14 bands, 15 minutes

There’s a streak of madness in Jerry Perry. The publisher of music rag Alive & Kicking and longtime promoter of local music has set up many, many crazy shows over the years, but perhaps none so insane as his cramming 14 bands on the stage of Old Ironsides last week. Particularly when one of those bands is Cake.

Of course, it was all in the name of charity, and although there was no sobbing Julia Roberts in attendance (nor that dumb, self-congratulatory prick Matthew McConaughey, nor any of the other celebrity photo-op mongers profiting off the tide of death, horror and political mismanagement), there were various KWOD DJs introducing bands and running a promo table out front.

The name of the game was raising mad cash for Katrina victims, and this is one thing that the Sacramento music scene knows how to do. We do come out in droves when we are needed. (The rest of the time, we sit at home and watch Gilmore Girls DVDs.) Music fans dropped $10 per head to witness Sidestar, Spider Silk Dress, Richard March, Liani Moore, Bridges, Didley Squat, Deathray, Las Pesadillas, Jonah Matranga, Nevada Backwards, the Snobs, Supermodel Suicide, Crazy Ballhead and, of course, Cake.

It was a terrific show, but perhaps that goes without saying. For one thing, 15-minute sets are my favorite: just enough to whet the appetite, but not enough to bore the audience. There’s no time to roll slowly into a killer set, so bands come out of the gates in full-tilt boogie mode, and there’s just no stopping them.

The high point for me was undoubtedly the Snobs. I’m way behind the curve on Snobs appreciation, as most people in this town already seem to know that they’re a simply terrific band. They offer something akin to Paul Weller’s intelligent pop songs (perhaps more in the direction of Style Council than the Jam), unhinged but intelligent pop with a punk beat, soulful vocals and, of all things, a saxophone. The band reminded me a bit of another local favorite, Frank Jordan.
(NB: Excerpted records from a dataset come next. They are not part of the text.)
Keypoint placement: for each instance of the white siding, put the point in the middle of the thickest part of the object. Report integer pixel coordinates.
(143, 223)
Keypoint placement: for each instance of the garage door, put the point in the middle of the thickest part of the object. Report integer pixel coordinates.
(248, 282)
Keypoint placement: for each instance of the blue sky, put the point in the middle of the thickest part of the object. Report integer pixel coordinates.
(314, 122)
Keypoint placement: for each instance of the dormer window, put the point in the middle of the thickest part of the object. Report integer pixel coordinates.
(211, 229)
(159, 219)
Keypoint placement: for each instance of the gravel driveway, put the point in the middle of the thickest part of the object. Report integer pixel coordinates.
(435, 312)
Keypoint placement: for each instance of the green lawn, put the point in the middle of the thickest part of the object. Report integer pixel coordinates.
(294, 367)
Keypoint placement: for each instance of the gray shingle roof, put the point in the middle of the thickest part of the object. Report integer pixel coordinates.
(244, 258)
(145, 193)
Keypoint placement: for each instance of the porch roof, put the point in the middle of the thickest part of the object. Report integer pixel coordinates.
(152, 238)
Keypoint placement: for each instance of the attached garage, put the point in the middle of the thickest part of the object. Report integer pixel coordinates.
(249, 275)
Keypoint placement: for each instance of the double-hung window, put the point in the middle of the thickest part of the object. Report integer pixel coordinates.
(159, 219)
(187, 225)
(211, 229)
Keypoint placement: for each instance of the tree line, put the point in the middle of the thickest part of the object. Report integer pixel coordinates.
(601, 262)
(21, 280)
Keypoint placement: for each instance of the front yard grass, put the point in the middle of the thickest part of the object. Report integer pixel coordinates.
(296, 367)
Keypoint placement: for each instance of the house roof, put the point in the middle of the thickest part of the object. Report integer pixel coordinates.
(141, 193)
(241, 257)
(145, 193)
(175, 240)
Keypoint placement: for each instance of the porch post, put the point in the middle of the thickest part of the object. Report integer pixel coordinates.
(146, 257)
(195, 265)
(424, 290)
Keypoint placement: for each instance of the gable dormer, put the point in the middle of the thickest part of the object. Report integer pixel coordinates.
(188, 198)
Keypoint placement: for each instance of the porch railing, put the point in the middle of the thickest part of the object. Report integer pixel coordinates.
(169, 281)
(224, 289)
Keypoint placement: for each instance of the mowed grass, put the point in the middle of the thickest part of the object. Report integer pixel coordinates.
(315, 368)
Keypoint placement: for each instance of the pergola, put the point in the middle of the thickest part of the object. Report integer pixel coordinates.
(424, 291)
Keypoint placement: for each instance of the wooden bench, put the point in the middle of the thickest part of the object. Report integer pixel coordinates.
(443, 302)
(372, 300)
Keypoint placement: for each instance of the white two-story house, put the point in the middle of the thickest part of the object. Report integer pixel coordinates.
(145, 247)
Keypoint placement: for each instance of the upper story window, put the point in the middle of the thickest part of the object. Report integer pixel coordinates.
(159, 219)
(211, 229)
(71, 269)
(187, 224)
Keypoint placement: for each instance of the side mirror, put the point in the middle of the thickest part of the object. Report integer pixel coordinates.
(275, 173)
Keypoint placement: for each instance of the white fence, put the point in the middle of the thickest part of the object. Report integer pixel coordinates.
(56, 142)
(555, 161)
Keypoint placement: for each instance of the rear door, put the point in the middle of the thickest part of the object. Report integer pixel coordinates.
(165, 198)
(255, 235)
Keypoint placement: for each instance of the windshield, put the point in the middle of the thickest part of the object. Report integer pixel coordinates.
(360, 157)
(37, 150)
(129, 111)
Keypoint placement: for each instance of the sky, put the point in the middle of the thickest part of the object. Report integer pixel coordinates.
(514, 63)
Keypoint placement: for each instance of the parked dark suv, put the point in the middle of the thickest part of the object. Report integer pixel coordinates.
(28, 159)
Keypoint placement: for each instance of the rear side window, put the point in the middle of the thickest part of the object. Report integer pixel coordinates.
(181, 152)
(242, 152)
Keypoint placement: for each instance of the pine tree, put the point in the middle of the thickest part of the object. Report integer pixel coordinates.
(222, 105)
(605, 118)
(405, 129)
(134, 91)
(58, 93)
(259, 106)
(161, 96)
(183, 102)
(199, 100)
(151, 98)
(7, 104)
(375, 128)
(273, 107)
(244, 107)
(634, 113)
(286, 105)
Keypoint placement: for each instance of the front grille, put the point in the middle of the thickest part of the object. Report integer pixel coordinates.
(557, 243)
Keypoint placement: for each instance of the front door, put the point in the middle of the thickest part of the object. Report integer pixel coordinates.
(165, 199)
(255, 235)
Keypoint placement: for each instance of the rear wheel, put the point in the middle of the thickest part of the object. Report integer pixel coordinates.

As for Cake, the band was terrific, but that’s no great surprise. What is constantly surprising to me is that Cake fans tend to be clean-cut young men who would look more at home at a frat party or a rally for young Republicans than at Old Ironsides. John McCrea’s lyrics are consistently bitter and irony-laden, and to hear a room full of such men singing along with those songs always confuses me. Either I’m grossly mischaracterizing the audience (no way!), or these people just don’t get the songs. Either way, the sing-along portion of the show (“Mexico” from the band’s third album, 1998’s Prolonging the Magic) was a fun time.

It’s too bad the crowd started to thin soon thereafter, as the follow-up set by Supermodel Suicide was terrific. Like the Snobs, the band references a sort of post-new-wave songwriter sensibility with a punk-rock edge. Every time I see this band, I’m impressed, and this was no exception.

I’m waiting on the final numbers from Jerry Perry himself, but I imagine that the pairing of Alive & Kicking, Old Ironsides and KWOD created plenty of firepower to get a hefty pile of Sacramento’s cash off to the victims of the hurricane, if Bush’s favorite bedfellow Halliburton doesn’t have it all cleaned up first. Of course, Halliburton’s not fixing the levees; just the naval base. Oh, the irony! Maybe McCrea will write a song about it.